こうした市場におけるマクロトレンドと政策がぶつかった結果、どのような環境変化が生じるのかが気になる点です。ポジティブな面として、今までの環境下では資金が巡らなかったようなスタートアップに対する資金流入が進む一方で、副作用的にはお金に絡む不祥事が増えるだろうと思います。

2023年に注目する・盛り上がると考える領域、テーマ、テクノロジー、プロダクトなどを教えてください。

・Climate Tech
Web3がオンライン上で完結した領域として独自進化を遂げる一方で、対極的にオフラインでのより差し迫った課題解決を試みるスタートアップがこの先増えてくるのではないでしょうか。その最たるものがClimate Techです。スタートアップに対する注目が増し、人材流入が進むことも、こうしたシリアスな領域の盛り上がりの後押しになるはずです。

・未上場セカンダリーマーケット
満期を迎えるファンドが増える中、株価低迷が持続する環境下、既存ファンド投資先の受け皿がより求められるようになるでしょう。

2023年に注目すべきスタートアップについて教えてください。投資先の場合は、その点を明示してください。

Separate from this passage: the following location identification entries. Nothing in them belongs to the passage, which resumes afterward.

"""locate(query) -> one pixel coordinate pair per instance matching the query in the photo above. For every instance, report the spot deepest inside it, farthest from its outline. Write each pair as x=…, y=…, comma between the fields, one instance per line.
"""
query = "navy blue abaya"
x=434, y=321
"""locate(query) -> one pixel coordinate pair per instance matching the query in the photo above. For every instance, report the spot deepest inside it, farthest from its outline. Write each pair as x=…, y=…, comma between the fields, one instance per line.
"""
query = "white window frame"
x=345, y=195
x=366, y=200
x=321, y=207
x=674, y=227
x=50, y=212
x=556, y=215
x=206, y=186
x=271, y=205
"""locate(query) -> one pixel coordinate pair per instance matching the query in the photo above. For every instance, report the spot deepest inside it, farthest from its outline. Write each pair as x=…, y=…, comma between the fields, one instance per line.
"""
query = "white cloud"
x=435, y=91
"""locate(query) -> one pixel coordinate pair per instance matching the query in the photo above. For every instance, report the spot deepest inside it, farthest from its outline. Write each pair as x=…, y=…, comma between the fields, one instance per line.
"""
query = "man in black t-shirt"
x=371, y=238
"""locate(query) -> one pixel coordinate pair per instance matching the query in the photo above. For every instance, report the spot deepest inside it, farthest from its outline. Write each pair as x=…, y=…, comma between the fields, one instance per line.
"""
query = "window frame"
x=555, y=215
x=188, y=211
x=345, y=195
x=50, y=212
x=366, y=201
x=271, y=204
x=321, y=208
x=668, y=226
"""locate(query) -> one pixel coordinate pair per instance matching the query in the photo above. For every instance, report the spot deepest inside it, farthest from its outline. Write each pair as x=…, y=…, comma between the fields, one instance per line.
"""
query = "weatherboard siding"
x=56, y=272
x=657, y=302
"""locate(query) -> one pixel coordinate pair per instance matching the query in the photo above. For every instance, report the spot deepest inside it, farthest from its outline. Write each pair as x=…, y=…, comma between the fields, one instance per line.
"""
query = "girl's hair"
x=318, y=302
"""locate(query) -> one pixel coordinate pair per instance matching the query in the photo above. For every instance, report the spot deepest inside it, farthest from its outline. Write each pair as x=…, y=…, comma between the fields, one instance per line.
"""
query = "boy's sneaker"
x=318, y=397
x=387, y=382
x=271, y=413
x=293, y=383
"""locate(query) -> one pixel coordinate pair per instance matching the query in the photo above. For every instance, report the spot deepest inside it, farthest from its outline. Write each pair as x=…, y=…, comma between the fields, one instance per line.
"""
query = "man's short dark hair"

世界を舞台に活躍する日本人起業家のスタートアップが2023年どのように成長するのか、注目しています。
 
・ポケトーク
AI通訳機「POCKETALK」を展開する会社。長かったコロナ禍もようやく収束に向かいつつありますが、世界中で人々の行き来が活発化することにより、ますます利用シーンが拡大するものと思っています。当初は上場企業であるソースネクストの製品として展開されていましたが、同社の創業者である松田社長がスピンアウトして事業に邁進してらっしゃるという点で、スピンアウトから生まれたスタートアップ、シリアルアントレプレナーといった側面でも注目しています。
 
・Oishii Farm
世界最大のいちごの植物工場を展開するスタートアップ。日本発の施設園芸の技術を活かしながら、アメリカを舞台に事業を展開しているという点で、今後の技術系スタートアップの好事例になり得るのではないでしょうか。
 
・Robust Intelligence
AI特有の脆弱性にまつわる課題を解決するスタートアップ。設立からまだ3年半ですが、既にPayPalやExpedia、アメリカ国防総省などの名だたる企業、公的機関をクライアントに持ち、Sequoia CapitalやTiger Globalからも資金を調達しています。ハーバード大学在学中に同社を創業した大柴行人さんは、日本で生まれ育ち、大学からアメリカに留学した人物であり、世界を舞台に活躍する若者のロールモデルになり得るのではないかと期待しています。